Basic MPI Point-to-Point Communication in C

Table of Contents

The MPI World

In MPI, the group of all nodes used in a particular MPI application is the "world," represented by the variable MPI_COMM_WORLD. This variable is a communicator that provides all the information necessary to do message-passing in the group. A communicator constrains the message-passing to remain within the group and prevents nodes outside the group from receiving spurious messages. Each node in the group is identified by a unique "rank" that is an integer value. Ranks are numbered 0, 1, 2, ..., n-1 if the total number of nodes in the group is n.

Starting and Ending MPI

To start up an MPI application, all MPI programs must contain one and only one call to MPI_Init, which enables communications. The format of the MPI_Init call is:
     MPI_Init(&argc, &argv);
MPI_Init must be called before any other MPI routine is called.

Before exiting an MPI process, MPI_Finalize should be called to clean up the MPI state. The user must ensure that all pending communications involving a process complete before the program calls MPI_Finalize.
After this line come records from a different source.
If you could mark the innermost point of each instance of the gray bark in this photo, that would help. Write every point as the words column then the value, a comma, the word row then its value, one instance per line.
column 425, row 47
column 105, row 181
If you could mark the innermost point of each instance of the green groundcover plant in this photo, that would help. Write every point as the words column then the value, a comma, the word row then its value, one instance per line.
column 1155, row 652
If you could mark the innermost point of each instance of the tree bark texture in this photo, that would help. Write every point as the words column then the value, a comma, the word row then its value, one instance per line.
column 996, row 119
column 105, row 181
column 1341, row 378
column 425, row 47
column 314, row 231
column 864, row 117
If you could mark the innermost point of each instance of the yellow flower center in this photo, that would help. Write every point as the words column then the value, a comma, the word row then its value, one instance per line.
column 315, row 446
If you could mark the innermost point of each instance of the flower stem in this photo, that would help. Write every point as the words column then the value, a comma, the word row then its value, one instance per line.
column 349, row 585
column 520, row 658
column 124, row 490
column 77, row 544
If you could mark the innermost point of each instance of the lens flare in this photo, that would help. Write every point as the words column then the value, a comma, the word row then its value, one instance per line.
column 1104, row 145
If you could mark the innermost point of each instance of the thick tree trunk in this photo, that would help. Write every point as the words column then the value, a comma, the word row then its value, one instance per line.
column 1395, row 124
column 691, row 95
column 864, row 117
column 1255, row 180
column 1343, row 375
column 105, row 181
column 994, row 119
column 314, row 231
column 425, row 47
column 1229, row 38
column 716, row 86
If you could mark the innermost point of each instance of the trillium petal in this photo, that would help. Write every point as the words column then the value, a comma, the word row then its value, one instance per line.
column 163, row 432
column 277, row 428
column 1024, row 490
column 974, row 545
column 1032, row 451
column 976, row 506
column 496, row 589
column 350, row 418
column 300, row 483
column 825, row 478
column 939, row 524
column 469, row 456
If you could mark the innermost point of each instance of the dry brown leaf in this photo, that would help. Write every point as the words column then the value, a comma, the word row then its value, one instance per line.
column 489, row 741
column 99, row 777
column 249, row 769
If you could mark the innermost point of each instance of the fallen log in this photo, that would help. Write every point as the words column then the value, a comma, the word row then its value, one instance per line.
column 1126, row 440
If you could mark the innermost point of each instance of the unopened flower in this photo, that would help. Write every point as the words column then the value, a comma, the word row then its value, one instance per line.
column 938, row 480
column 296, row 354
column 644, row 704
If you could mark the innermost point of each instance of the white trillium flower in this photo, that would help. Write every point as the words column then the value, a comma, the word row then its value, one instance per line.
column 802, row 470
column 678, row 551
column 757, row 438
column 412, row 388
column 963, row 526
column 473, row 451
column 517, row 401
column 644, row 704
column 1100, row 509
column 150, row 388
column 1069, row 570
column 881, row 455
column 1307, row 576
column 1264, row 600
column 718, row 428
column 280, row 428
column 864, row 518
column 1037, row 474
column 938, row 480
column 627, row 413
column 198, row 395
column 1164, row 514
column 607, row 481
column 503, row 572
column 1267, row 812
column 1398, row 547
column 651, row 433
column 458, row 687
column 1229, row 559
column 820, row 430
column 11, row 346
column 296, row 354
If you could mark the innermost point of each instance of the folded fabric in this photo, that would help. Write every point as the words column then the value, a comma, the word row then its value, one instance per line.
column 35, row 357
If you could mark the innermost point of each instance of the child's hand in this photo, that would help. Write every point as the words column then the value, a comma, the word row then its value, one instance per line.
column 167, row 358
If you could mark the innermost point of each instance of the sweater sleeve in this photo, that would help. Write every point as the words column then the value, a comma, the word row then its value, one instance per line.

This call has the following format:

     MPI_Finalize();
     

Rank & Size

Rank, an integer, is used in MPI to be a process identifier associated with a communicator. An MPI call MPI_Comm_rank is desired to obtain the process's rank. The format of calling MPI_Comm_rank is given by:
     MPI_Comm_rank(MPI_Comm_world, &rank);
     
where MPI_Comm_world is a communicator predefined in the file mpi.h, and rank(integer) is the rank identifying the process making the call.

To find out the size of the communication world one can call MPI_Comm_size. The format of calling MPI_Comm_size is given by:
     MPI_Comm_size(MPI_Comm_world, &size);
     
where size (integer) is the total number of processes in the MPI_Comm_world.

Point-to-Point Communication

The most elementary form of message-passing communication involves two nodes, one passing a message to the other. Although there are several ways that this might happen in hardware, logically the communication is point-to-point: one node calls a send routine and the other calls a receive.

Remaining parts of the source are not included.